Glial cells as producers of VEGF and opponents in the retina

Vascular endothelial growth factor (VEGF) is a key cytokine for the development of pathologic neovascularization in the retina. While Müller glial cells upregulate VEGF in the ischemic retina they constitutively secrete anti‐angiogenic factors such as pigment epithelium‐derived factor (PEDF) and transforming growth factor (TGF)‐β2, thereby determining an anti‐proliferative milieu for microvascular endothelial cells.
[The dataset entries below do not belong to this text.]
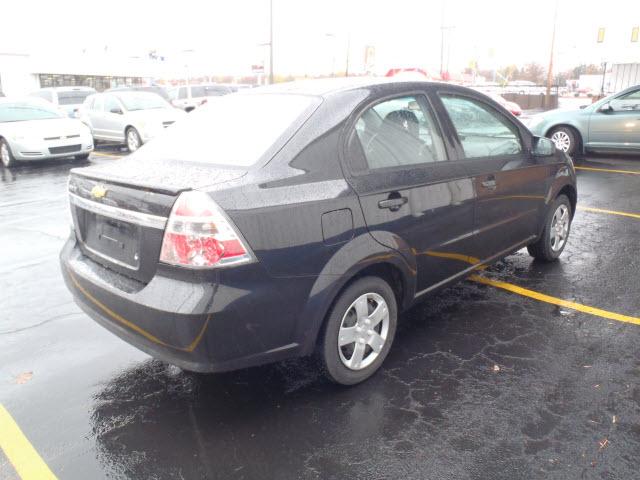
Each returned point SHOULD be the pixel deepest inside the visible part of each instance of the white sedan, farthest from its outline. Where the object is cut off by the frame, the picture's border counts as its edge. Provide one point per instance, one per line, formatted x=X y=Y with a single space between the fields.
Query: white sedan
x=33 y=129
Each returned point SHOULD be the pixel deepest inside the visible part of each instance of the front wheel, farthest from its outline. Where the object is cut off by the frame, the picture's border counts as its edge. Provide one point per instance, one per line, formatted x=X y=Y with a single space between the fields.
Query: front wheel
x=134 y=141
x=565 y=139
x=555 y=233
x=5 y=154
x=359 y=331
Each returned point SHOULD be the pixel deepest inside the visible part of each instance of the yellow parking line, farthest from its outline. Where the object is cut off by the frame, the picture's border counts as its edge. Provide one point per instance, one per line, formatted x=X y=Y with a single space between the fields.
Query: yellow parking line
x=610 y=170
x=610 y=212
x=525 y=292
x=20 y=452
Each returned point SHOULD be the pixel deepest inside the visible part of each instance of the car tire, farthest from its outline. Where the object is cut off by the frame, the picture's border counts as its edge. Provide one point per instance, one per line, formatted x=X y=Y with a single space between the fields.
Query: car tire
x=132 y=139
x=549 y=246
x=355 y=342
x=6 y=156
x=565 y=139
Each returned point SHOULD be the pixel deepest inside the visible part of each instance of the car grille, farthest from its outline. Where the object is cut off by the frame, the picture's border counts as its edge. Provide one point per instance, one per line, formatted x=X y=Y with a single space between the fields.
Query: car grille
x=63 y=137
x=65 y=149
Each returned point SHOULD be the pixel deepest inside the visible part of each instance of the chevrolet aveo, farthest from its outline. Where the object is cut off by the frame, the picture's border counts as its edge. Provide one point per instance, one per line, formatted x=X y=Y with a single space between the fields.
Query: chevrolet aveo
x=303 y=218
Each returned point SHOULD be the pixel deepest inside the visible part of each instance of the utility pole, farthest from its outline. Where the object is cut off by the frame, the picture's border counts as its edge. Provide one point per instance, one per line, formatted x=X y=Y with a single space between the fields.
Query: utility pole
x=550 y=71
x=271 y=42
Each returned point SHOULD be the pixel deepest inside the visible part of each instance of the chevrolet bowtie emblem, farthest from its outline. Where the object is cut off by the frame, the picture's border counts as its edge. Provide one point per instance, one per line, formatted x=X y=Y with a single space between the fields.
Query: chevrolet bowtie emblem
x=98 y=191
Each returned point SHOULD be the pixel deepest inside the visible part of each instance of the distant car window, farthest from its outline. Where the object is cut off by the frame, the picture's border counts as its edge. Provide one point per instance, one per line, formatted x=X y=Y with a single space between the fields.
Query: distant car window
x=110 y=103
x=21 y=111
x=400 y=132
x=74 y=97
x=142 y=101
x=211 y=133
x=209 y=90
x=483 y=131
x=628 y=101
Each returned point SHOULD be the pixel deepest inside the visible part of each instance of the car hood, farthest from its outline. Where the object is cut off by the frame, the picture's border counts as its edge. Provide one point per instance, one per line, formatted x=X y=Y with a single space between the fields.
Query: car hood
x=163 y=175
x=56 y=127
x=156 y=115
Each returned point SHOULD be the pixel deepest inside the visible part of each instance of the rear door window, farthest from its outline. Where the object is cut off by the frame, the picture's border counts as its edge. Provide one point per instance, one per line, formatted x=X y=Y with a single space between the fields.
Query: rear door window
x=483 y=132
x=400 y=132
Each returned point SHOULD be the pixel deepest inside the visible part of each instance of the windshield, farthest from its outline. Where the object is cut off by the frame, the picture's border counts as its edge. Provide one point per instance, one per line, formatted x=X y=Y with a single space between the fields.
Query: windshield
x=22 y=111
x=74 y=97
x=235 y=130
x=142 y=101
Neutralization of PEDF or TGF‐β partially abrogates the angiostatic action of Müller cells. PEDF and TGF‐β2 are able to control retinal endothelial cell proliferation via suppressing the activity of ERK‐1/‐2 MAP kinases, even in VEGF‐stimulated cells. TGF‐β2 exerts its anti‐proliferative effect through increased Smad phosphorylation. Exposure of retinal endothelial cells to TGF‐β2 or Müller‐cell derived secreted factors causes an increased activation of Smad2/3, which leads to a decreased ERK‐1/‐2 phosphorylation. Given their impact on endothelial signaling and cell growth, Müller cells have emerged as an important cellular element for the control of angiogenesis and retinal neovascularization.